According to a recent study by CRISIL Ratings, which analyzed over 110 NBFCs representing more than 95% of the sector’s assets under management (AUM), the share of bank loans in the sector’s total borrowings has dropped by approximately 60 basis points to 47.0% for the quarter ending June 30, 2024. This decline is more pronounced among NBFCs rated 'A and below' compared to those in the 'AAA' and 'AA' categories.
Malvika Bhotika, Director at CRISIL Ratings, noted that while banks will continue to be the primary funding source for NBFCs, the bond market is expected to gain market share in the near to medium term. The share of NCDs in the sector's borrowings rose by around 30 basis points to 28.5% in the June quarter, particularly among 'AAA' and 'AA' rated entities. Even those rated 'A and below' are exploring bond market opportunities, with their share of NCDs increasing by approximately 40 basis points during the quarter.

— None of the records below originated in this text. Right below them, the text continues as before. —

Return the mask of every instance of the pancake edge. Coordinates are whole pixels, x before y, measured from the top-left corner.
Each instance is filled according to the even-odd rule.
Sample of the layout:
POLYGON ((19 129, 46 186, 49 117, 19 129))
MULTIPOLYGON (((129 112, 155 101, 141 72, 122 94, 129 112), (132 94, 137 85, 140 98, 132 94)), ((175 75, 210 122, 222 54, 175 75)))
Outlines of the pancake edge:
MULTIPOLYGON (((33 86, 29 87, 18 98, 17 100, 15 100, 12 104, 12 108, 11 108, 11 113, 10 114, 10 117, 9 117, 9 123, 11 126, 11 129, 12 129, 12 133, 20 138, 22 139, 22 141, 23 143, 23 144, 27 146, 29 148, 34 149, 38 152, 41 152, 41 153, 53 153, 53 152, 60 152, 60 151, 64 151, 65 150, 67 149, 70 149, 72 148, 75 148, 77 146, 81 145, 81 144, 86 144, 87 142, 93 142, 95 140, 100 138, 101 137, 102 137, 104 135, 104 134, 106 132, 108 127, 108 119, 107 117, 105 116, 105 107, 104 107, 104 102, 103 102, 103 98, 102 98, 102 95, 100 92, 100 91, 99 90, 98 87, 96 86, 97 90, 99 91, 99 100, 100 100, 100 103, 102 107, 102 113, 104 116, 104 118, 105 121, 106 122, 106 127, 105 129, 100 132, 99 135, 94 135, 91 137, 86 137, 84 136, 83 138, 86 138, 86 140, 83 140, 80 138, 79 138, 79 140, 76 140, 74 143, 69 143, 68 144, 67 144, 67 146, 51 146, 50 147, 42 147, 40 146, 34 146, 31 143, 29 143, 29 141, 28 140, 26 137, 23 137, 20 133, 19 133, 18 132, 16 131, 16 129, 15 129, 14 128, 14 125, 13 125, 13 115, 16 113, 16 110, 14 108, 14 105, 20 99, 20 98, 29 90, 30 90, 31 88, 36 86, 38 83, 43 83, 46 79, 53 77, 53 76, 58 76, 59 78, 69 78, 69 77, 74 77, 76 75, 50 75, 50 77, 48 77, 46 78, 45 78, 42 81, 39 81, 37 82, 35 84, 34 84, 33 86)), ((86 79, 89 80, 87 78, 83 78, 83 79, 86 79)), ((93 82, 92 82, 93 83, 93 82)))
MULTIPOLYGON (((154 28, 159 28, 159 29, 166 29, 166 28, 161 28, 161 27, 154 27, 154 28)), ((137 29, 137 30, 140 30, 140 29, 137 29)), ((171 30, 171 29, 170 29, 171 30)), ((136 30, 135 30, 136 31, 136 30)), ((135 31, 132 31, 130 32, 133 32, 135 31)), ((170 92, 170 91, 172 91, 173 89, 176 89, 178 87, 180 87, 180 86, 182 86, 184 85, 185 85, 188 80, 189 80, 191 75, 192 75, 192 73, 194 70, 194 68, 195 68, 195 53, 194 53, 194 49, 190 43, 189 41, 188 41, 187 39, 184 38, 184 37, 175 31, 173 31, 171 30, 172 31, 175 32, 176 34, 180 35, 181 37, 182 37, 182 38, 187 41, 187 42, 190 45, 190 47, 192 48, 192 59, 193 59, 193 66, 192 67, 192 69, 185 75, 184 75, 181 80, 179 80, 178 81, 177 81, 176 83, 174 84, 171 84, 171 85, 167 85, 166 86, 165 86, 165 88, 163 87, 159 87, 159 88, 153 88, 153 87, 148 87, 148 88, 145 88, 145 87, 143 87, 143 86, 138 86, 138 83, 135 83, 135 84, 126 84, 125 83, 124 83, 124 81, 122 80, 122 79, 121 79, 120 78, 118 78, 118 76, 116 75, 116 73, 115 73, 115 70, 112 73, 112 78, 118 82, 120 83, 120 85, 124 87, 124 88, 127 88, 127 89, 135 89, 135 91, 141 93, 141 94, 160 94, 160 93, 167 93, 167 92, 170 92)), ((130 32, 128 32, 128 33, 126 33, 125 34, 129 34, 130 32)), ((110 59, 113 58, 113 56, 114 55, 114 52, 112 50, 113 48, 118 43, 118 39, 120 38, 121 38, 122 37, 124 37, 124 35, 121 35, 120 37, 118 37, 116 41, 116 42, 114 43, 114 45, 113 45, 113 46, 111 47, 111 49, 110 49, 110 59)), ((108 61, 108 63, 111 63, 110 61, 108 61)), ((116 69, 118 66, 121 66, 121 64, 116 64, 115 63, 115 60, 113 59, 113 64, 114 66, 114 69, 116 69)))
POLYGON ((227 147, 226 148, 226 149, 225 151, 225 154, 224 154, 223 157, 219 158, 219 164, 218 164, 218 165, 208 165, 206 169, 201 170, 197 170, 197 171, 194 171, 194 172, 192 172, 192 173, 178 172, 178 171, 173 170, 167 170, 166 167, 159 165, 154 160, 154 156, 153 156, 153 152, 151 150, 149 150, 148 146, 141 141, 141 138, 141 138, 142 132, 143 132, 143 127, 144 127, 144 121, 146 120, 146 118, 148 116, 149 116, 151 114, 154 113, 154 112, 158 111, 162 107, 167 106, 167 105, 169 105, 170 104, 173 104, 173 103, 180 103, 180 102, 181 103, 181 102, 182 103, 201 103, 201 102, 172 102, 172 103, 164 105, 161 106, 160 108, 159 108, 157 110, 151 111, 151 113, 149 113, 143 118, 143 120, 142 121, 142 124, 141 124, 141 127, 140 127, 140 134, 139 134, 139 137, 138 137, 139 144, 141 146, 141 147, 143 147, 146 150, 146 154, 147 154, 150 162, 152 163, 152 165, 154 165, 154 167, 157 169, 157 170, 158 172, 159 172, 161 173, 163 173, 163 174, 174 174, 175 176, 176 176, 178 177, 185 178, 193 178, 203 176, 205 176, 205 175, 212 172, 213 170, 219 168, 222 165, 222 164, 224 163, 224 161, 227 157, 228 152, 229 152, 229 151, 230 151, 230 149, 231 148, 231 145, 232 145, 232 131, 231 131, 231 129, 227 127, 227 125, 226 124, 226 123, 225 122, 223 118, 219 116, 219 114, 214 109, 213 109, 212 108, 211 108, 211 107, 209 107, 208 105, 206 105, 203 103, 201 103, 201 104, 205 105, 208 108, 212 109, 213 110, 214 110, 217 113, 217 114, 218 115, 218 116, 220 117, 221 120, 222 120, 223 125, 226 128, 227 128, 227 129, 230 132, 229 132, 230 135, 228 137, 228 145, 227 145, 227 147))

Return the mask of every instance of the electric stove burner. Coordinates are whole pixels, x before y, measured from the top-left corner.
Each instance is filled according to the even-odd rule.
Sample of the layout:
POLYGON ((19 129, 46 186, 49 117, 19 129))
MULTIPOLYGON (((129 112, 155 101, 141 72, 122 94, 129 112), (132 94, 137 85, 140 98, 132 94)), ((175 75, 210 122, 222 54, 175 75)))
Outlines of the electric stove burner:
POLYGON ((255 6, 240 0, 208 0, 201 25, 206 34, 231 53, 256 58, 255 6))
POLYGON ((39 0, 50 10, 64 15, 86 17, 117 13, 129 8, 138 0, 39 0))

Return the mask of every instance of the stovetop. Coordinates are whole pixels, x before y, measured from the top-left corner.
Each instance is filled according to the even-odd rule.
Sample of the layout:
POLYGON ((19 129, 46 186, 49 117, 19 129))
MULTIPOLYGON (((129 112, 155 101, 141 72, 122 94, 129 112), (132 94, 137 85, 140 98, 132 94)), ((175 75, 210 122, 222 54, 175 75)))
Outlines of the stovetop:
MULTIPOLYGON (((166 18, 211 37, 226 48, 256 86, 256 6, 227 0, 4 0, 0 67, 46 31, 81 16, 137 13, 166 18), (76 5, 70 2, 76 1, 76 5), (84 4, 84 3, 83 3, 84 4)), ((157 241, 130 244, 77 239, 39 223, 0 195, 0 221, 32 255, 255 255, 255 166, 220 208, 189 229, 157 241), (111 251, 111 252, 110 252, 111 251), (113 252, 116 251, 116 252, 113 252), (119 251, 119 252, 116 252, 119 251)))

CRISIL highlighted that the expected repo rate cuts could make the bond market even more appealing for NBFCs. Improved investor confidence, bolstered by stronger balance sheets and healthy liquidity, is likely to support NBFC issuances, as many companies maintain liquidity coverage ratios well above regulatory requirements.

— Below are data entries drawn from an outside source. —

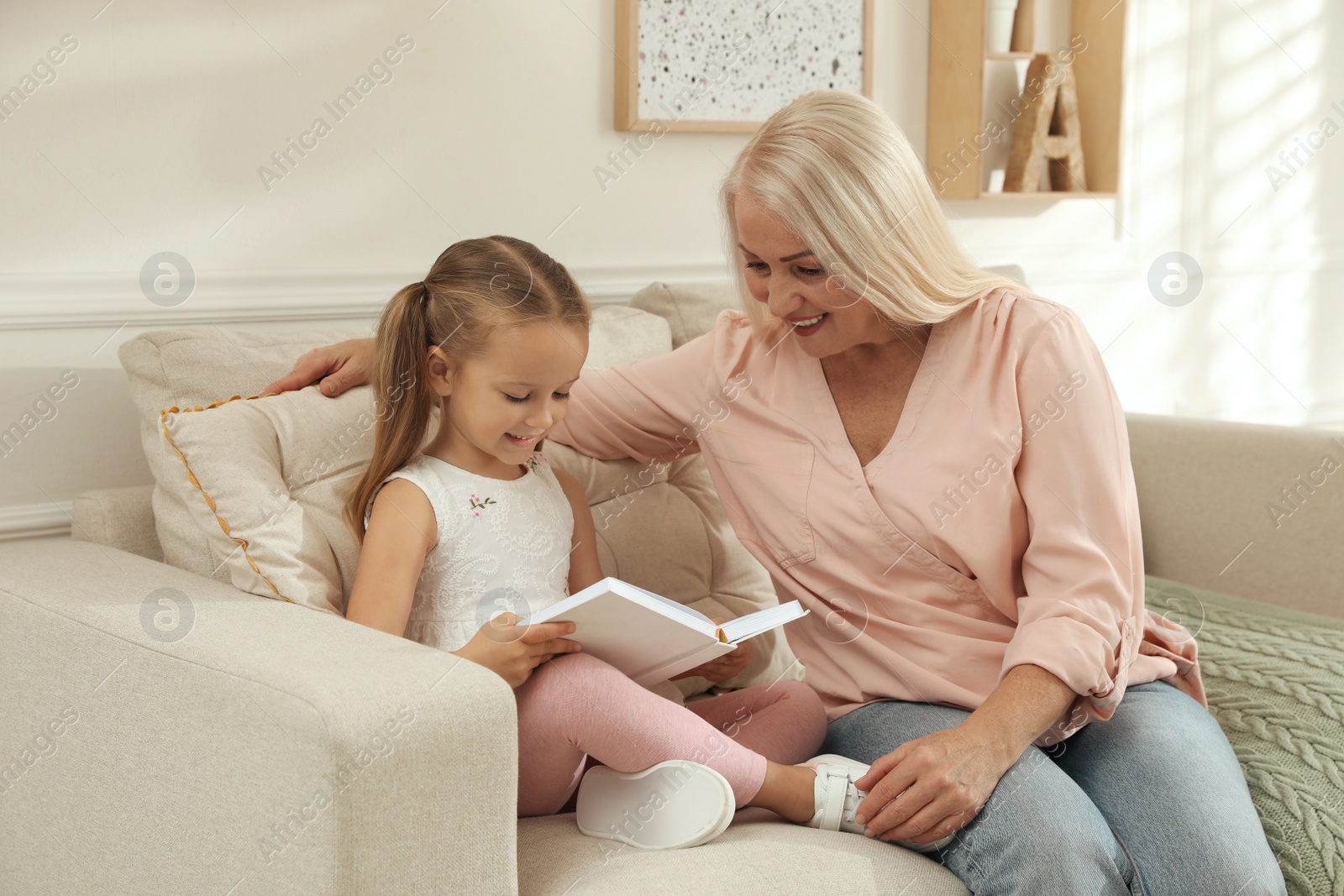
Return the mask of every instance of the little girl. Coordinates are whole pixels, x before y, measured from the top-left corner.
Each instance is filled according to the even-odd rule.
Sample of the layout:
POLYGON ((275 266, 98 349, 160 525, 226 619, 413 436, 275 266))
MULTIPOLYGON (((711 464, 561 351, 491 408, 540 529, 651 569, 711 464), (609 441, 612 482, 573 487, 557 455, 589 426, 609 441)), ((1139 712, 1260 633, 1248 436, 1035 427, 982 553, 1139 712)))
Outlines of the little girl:
MULTIPOLYGON (((862 833, 853 780, 867 767, 829 756, 794 764, 825 733, 806 685, 780 681, 687 708, 581 653, 563 637, 573 623, 517 626, 520 615, 497 613, 535 613, 602 578, 582 488, 538 450, 564 416, 587 328, 569 271, 509 236, 454 243, 388 302, 372 376, 374 457, 345 506, 363 544, 345 615, 480 664, 513 688, 519 815, 560 811, 578 789, 583 833, 637 846, 704 842, 742 806, 862 833), (601 764, 585 774, 589 758, 601 764), (650 806, 645 778, 660 768, 664 782, 694 786, 650 806), (644 823, 653 814, 657 823, 644 823)), ((722 680, 738 660, 687 674, 722 680)))

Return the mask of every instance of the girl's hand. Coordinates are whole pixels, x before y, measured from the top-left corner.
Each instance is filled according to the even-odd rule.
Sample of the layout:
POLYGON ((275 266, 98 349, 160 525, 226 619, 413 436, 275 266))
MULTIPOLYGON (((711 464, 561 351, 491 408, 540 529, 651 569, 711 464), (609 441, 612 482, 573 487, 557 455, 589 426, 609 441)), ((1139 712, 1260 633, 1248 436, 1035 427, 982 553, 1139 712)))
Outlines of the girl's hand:
MULTIPOLYGON (((723 625, 724 619, 715 618, 715 625, 723 625)), ((722 657, 715 657, 708 662, 704 662, 695 669, 687 669, 679 676, 672 676, 671 681, 679 681, 681 678, 689 678, 691 676, 700 676, 707 678, 714 684, 720 681, 727 681, 728 678, 741 674, 747 664, 751 662, 751 642, 743 641, 738 645, 738 649, 732 653, 726 653, 722 657)))
POLYGON ((578 641, 560 637, 574 634, 573 622, 520 626, 520 618, 512 613, 499 614, 453 653, 495 672, 509 688, 519 688, 532 676, 532 669, 551 657, 583 649, 578 641))
POLYGON ((864 836, 930 844, 969 825, 1016 762, 978 732, 960 725, 935 731, 872 763, 855 782, 870 791, 855 813, 867 822, 864 836))
POLYGON ((267 386, 262 395, 304 388, 317 380, 323 395, 336 398, 341 392, 368 382, 374 369, 376 347, 371 339, 348 339, 335 345, 323 345, 305 352, 294 361, 294 369, 267 386))

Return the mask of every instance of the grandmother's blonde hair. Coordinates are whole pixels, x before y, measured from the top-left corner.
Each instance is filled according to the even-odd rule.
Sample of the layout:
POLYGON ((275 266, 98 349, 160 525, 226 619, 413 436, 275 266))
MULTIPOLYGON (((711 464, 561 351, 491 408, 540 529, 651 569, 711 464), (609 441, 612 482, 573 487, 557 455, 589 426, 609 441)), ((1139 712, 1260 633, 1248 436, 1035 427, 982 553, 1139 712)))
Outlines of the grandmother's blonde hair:
POLYGON ((738 296, 766 330, 778 322, 751 298, 738 250, 743 192, 816 253, 829 285, 894 326, 937 324, 992 289, 1023 289, 966 258, 910 141, 859 94, 813 90, 770 116, 719 188, 738 296))

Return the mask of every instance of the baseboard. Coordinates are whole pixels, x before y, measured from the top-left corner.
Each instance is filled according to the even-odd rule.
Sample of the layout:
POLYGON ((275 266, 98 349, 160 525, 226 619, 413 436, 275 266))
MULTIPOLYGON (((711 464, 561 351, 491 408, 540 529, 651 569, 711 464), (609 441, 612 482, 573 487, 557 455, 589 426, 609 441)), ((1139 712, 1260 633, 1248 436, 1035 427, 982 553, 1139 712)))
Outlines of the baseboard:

To facilitate growth, NBFCs are expected to continue diversifying their funding sources. This diversification is essential to optimize borrowing costs, especially since bank funding has become more expensive, rising by 20 to 50 basis points in recent quarters. Alternative funding avenues such as CPs, FCBs, and securitization collectively accounted for 16.1% of the sector’s borrowings as of June 2024.
The report also noted an uptick in CP issuances, with overall volumes returning to levels not seen in nearly five years. Outstanding investments by mutual funds, a significant investor in CPs, reached a six-year high in July 2024. Securitization volumes also increased, totaling ₹1.9 lakh crore in fiscal 2024.

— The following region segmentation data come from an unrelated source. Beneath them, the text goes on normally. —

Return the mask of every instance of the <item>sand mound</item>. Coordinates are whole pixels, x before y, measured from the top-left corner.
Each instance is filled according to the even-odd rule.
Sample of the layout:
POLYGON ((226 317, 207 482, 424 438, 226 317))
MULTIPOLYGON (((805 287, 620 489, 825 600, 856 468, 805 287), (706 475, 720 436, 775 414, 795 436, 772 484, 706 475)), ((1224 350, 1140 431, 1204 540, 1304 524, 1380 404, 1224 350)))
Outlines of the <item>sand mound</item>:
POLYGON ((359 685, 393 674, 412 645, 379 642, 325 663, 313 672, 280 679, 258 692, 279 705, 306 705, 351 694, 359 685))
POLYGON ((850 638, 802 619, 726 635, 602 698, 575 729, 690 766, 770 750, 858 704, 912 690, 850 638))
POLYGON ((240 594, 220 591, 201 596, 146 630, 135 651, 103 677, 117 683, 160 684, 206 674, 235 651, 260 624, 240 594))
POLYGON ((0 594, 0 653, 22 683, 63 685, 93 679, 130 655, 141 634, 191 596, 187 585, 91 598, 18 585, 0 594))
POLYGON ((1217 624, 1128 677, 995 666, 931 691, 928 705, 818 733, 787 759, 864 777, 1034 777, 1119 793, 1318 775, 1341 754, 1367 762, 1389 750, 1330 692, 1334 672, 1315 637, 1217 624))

Rounak Agarwal, Associate Director at CRISIL Ratings, stated that securitization will remain a preferred method for NBFCs to raise funds. Interestingly, issuers rated 'A and below' have partially mitigated the decline in bank borrowings through increased securitization, with their share rising by about 30 basis points in the June quarter. Conversely, 'AAA' and 'AA' rated issuers have leaned more on FCBs, benefiting from lower hedging costs, with the share of FCBs in overall borrowings rising by 50 basis points to 5.3%.
Looking ahead, CRISIL Ratings expects NBFCs to maintain a diverse funding mix while keeping an eye on any regulatory changes that could impact their ability to raise resources and influence their overall funding strategies.